A zombie is a running job that fails authentication when communicating with the ecflow_server. As zombie icon will be visible in ecflowview (see Figure 10 17). There are a wide variety of reasons why a zombie is created. The most common causes are due to user action:
- The node tree is deleted, replaced or reloaded whilst jobs are running
- A task is rerun, whilst in a submitted or active state
- A job is forced to a new state, i.e. complete
Rarer causes include:
- ecFlow script errors, where we have multiple calls to init and complete child commands
- The child commands in the ecFlow script are placed in the background. In this case, order in which the child command contact the server, maybe indeterminate.
- Your queuing system might submit a job twice
- the system running your ecFlow server crashes and the recovered checkpoint file is out of date
- Heavily overloaded server. (typically when run on a virtual machine)
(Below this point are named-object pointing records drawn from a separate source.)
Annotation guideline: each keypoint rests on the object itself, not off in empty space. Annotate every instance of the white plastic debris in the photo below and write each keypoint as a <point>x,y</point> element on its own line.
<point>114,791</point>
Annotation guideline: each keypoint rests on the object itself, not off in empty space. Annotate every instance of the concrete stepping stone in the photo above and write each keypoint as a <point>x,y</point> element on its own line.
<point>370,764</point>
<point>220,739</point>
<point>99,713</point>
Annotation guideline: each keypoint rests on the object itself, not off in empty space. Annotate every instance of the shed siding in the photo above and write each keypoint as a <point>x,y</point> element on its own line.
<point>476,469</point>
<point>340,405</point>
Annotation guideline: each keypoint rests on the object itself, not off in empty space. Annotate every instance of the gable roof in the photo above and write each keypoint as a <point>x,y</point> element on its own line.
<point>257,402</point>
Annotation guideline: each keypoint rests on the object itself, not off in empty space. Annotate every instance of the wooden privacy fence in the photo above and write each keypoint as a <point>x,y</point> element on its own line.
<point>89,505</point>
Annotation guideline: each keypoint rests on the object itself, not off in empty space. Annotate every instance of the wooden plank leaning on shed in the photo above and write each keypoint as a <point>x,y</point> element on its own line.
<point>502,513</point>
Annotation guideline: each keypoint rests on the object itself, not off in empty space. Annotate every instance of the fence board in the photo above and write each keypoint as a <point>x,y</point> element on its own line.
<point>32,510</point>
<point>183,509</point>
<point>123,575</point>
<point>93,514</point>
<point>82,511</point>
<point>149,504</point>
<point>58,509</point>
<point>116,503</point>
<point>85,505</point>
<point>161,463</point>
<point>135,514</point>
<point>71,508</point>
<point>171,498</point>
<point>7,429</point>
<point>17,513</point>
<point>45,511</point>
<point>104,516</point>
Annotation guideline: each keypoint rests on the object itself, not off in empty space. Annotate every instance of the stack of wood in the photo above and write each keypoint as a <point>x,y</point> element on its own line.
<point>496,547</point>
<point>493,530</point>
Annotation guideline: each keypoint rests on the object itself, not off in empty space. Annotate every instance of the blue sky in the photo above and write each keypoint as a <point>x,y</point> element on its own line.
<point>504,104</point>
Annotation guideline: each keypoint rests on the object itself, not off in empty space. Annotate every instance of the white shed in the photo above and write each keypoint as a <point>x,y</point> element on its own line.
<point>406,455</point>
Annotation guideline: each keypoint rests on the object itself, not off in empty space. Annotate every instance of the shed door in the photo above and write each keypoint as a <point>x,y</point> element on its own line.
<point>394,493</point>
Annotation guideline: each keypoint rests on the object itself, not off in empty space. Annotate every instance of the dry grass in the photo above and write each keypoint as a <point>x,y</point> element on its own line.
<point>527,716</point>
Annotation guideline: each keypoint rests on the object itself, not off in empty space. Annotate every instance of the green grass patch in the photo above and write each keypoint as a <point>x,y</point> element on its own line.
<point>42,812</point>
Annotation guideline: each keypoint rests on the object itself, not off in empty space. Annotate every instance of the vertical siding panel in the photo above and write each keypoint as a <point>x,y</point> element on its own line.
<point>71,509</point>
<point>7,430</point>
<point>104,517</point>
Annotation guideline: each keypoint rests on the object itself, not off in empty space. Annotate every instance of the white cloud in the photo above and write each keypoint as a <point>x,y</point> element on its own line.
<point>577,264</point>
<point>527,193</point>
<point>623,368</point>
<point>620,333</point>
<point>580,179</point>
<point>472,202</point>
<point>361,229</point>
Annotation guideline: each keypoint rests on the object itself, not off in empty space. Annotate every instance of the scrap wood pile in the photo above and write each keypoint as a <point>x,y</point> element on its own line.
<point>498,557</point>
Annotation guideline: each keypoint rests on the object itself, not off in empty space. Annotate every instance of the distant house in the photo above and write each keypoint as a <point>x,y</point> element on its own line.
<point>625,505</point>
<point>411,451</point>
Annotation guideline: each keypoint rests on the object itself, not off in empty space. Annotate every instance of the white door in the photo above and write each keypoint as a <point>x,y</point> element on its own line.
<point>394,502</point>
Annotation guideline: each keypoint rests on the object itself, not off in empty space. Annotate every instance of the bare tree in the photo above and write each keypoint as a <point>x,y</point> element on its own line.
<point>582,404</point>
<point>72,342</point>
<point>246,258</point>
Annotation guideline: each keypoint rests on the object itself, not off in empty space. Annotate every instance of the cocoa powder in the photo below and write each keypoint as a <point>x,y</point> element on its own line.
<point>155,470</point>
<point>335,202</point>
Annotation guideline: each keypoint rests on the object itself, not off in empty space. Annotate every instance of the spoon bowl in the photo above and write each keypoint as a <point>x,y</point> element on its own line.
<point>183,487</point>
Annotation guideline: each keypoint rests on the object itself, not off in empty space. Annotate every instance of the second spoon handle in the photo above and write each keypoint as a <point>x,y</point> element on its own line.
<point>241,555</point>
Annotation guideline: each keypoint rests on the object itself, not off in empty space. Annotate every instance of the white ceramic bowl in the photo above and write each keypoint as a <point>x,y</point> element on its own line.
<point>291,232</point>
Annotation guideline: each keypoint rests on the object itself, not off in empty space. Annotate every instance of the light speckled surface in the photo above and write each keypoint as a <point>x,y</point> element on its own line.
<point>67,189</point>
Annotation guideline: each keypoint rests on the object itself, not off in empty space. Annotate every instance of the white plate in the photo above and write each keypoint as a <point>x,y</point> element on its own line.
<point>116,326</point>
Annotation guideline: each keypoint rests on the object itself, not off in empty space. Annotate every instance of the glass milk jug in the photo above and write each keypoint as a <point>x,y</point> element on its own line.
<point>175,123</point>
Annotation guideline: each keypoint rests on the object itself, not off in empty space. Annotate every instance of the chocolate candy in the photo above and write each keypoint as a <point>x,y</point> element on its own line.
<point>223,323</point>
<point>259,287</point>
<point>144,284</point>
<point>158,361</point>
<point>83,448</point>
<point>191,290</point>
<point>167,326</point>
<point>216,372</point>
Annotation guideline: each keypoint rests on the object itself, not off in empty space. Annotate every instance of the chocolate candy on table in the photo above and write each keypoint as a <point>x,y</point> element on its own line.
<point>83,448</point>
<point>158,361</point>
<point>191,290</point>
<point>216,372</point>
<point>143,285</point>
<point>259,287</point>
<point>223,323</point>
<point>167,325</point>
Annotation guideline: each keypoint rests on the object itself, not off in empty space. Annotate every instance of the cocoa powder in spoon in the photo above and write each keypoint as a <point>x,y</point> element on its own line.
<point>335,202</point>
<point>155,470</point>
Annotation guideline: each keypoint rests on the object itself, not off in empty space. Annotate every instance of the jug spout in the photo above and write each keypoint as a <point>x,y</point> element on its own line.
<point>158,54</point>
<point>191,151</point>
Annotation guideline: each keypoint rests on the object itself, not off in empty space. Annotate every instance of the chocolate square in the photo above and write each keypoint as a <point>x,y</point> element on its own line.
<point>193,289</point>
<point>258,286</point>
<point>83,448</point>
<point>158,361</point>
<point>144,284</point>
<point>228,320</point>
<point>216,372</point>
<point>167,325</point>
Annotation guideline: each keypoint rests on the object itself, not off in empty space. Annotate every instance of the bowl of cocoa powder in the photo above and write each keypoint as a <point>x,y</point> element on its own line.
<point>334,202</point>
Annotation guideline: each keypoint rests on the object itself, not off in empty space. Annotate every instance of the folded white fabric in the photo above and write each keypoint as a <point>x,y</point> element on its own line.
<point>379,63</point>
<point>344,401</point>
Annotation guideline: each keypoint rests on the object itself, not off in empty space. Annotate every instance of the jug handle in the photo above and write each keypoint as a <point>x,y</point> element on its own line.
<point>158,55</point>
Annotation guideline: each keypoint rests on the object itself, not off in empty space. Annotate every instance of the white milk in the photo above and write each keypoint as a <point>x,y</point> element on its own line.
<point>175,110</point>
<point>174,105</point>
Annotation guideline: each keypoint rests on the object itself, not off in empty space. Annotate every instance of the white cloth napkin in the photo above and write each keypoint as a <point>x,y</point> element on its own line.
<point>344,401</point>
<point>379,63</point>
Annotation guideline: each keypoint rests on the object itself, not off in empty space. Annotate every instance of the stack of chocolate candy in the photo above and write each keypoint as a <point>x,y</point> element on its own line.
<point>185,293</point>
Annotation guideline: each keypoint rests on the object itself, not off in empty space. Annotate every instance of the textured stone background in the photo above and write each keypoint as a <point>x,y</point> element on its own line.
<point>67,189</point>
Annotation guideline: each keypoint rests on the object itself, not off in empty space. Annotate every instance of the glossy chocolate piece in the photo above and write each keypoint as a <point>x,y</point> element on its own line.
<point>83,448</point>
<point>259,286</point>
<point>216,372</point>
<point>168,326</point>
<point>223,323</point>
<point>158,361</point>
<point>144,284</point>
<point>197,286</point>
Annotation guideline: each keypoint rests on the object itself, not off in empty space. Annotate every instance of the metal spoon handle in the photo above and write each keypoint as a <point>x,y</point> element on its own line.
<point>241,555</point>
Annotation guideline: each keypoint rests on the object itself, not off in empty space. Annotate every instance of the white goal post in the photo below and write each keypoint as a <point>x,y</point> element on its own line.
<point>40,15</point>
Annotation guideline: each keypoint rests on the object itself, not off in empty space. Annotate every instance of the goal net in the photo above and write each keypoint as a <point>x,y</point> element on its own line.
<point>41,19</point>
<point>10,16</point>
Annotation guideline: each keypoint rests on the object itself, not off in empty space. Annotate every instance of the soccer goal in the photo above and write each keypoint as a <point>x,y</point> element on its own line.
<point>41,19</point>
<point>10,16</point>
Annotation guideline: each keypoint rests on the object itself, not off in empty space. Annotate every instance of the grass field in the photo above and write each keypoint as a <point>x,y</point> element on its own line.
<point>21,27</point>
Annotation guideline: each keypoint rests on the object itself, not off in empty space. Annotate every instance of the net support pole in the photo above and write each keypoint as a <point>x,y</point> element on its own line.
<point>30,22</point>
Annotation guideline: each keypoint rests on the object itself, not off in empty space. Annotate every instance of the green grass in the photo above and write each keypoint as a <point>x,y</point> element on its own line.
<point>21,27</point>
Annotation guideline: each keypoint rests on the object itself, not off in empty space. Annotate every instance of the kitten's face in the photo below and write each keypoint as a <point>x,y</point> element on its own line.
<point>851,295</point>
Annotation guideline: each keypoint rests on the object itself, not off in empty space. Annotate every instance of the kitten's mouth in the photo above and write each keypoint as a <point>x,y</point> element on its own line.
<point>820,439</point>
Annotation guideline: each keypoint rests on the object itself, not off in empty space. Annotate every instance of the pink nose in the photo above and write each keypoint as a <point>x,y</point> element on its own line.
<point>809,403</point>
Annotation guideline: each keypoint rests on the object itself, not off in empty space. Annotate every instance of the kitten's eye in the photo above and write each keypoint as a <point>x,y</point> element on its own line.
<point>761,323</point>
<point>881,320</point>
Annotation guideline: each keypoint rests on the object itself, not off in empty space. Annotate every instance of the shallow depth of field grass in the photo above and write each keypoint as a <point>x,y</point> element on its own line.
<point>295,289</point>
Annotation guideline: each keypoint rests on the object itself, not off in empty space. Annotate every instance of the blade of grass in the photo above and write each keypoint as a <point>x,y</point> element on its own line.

The default behaviour of the ecFlow server is to block the job. The child command continues attempting to contact the ecFlow server. This is done for a period of 24 hours. This period is configurable see ECF_TIMEOUT on ecflow_client. The jobs can also be configured, so that if the server denies the communication, then the command can be set to fail immediately. (See ECF_DENIED on ecflow_client). ecflowview provides a dialog that lists all the zombies and the actions that can be taken. These include:
- Terminate: The child command is asked to fail. Depending on your scripts, this may cause the abort child command to be called, which again will be flagged as a zombie.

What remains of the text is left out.